In Figure 6b, the trapping potential energy exerted on the target particle is shown, with a normalization to an excitation power density of 100 mW/m². The figure displays multiple potential wells present in each channel. These wells have a minimum depth of around 160 K_BT, ensuring that they can effectively counteract Brownian motion and securely capture particles. Moreover, the large area of silver film in this structure contributes to rapid heat dissipation, thereby minimizing the impact of photo-thermal effects.

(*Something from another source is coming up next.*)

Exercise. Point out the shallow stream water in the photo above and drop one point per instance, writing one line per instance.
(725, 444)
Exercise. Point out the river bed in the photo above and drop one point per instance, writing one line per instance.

3.3. Particle Transport in the Plasma Nano-Optical Conveyor Belt

To demonstrate the transport capability of the conveyor, the movement of focal spots was tested by adjusting the phase difference of the horizontal excitation beams. Taking the middle channel as an example, the electric field distribution detected by monitor “b” is shown in Figure 7. As compared to Figure 2a, it can be seen that as the phase differences of horizontal beams change from 90° to 270°, 450°, 630°, and 810 (90°), all focal spots have uniformly shifted from the left to the right, maintaining the same intensity. This demonstrates that particles can be stably captured and transported. Furthermore, the transport distance of SPP on the silver surface can reach hundreds of microns; thus, the effective transport distance for this design can conservatively be estimated to reach tens of microns. Finally, with the phase difference of opposite signs, particles can be transported in the opposite direction. Therefore, this structure can realize bidirectional transport by changing the phase difference between horizontal excitation beams.

The distribution of the linear electric field intensity along the x-axis, corresponding to the results shown in Figure 7, is depicted in Figure 8. It can be observed that the peak intensity of the electric field remains constant while shifting evenly to the right. Both Figure 7 and Figure 8 demonstrate that the novel plasma nano-optical conveyor possesses phase-addressing capabilities. With each change in the phase difference, the optical force moves the captured particles to a new address, i.e., the center of the new SPP focal spots. By continuously changing the phase difference through LabVIEW control, the captured particles can be transported over a long distance. The use of a liquid crystal spatial light modulator (SLM) to achieve phase changes [29,30], as opposed to switching the wavelength and polarization of the excitation beams, enhances both efficiency and stability.

The results have demonstrated the successful generation of multiple parallel channels and the stable capture and transportation of particles using the proposed plasma nano-optical conveyor belt.

4. Conclusions

In this study, a plasma nano-optical conveyor based on a grating array with a rectangular distribution is designed, which exhibits exceptional performance in the stable capture and dynamic transport of gold particles. This design boasts several advantages over existing nano-optical conveyor belts, including a straightforward structure, greater ease of control over transport channels and distances, as well as improved stability and efficiency of phase-driven addressing compared to the wavelength and polarization-driven addressing. Multiple transport channels, each with multiple potential wells, enhance trapping and transport efficiency, while the misaligned distribution suppresses crosstalk between adjacent channels. Moreover, bidirectional transport can be achieved by adjusting the positive and negative phase difference between the horizontal excitation beams. The large silver film area in the structure also provides good heat dissipation and promotes stable capture. However, the effective transport distance in this design is limited due to the attenuation of SPPs during transmission. Despite this, the study provides a novel solution for optical manipulation, with potential applications in particle sorting, stacking, and transport. Further experimental research is needed to fully realize its potential and promote its use.